Ce Jean était certainement le plus détestable de sa race depuis qu’une chute de cheval l’avait rendu contrefait, sa méchante humeur s’était développée en raison de l’impossibilité de faire autant de mal que ses compagnons. Obligé de rester au logis quand les autres partaient pour leurs expéditions, car il ne pouvait monter à cheval, il n’avait de plaisir que lorsque le château recevait un de ces petits assauts inutiles que la maréchaussée lui donnait quelquefois comme pour l’acquit de sa conscience. Retranché derrière un rempart en pierres de taille qu’il avait fait construire à sa guise, Jean, assis tranquillement auprès de sa couleuvrine, effleurait de temps en temps un gendarme, et retrouvait tout à coup, disait-il, le sommeil et l’appétit que lui ôtait son inaction.

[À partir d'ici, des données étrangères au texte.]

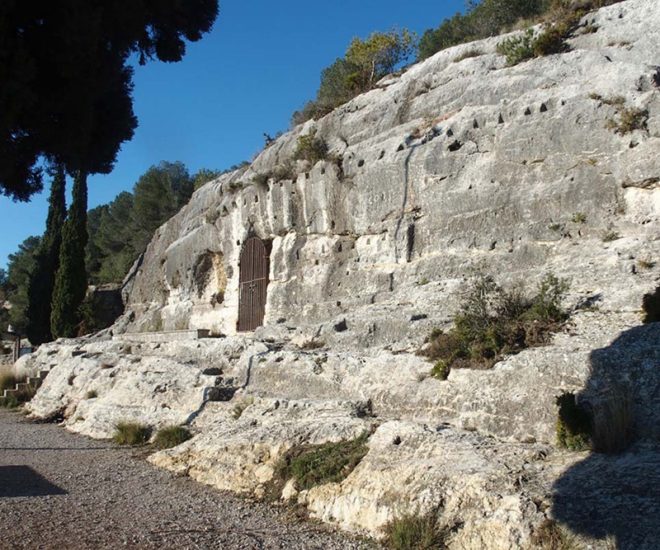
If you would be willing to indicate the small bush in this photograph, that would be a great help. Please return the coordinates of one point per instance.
(468, 54)
(552, 536)
(414, 533)
(630, 119)
(319, 464)
(171, 436)
(651, 307)
(440, 370)
(131, 433)
(517, 48)
(613, 422)
(311, 148)
(574, 426)
(8, 381)
(610, 236)
(493, 321)
(240, 407)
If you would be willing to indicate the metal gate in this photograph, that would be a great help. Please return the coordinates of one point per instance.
(253, 282)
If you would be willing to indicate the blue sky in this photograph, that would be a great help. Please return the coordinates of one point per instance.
(260, 63)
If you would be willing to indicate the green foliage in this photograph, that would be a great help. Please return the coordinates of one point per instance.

Même il n’attendait pas le cas d’attaque pour grimper à sa chère plate-forme ; et là, accroupi comme un chat qui fait le guet, dès qu’il voyait un passant se montrer au loin sans faire le signal, il exerçait son adresse sur ce point de mire et lui faisait rebrousser chemin. Il appelait cela donner un coup de balai sur la route.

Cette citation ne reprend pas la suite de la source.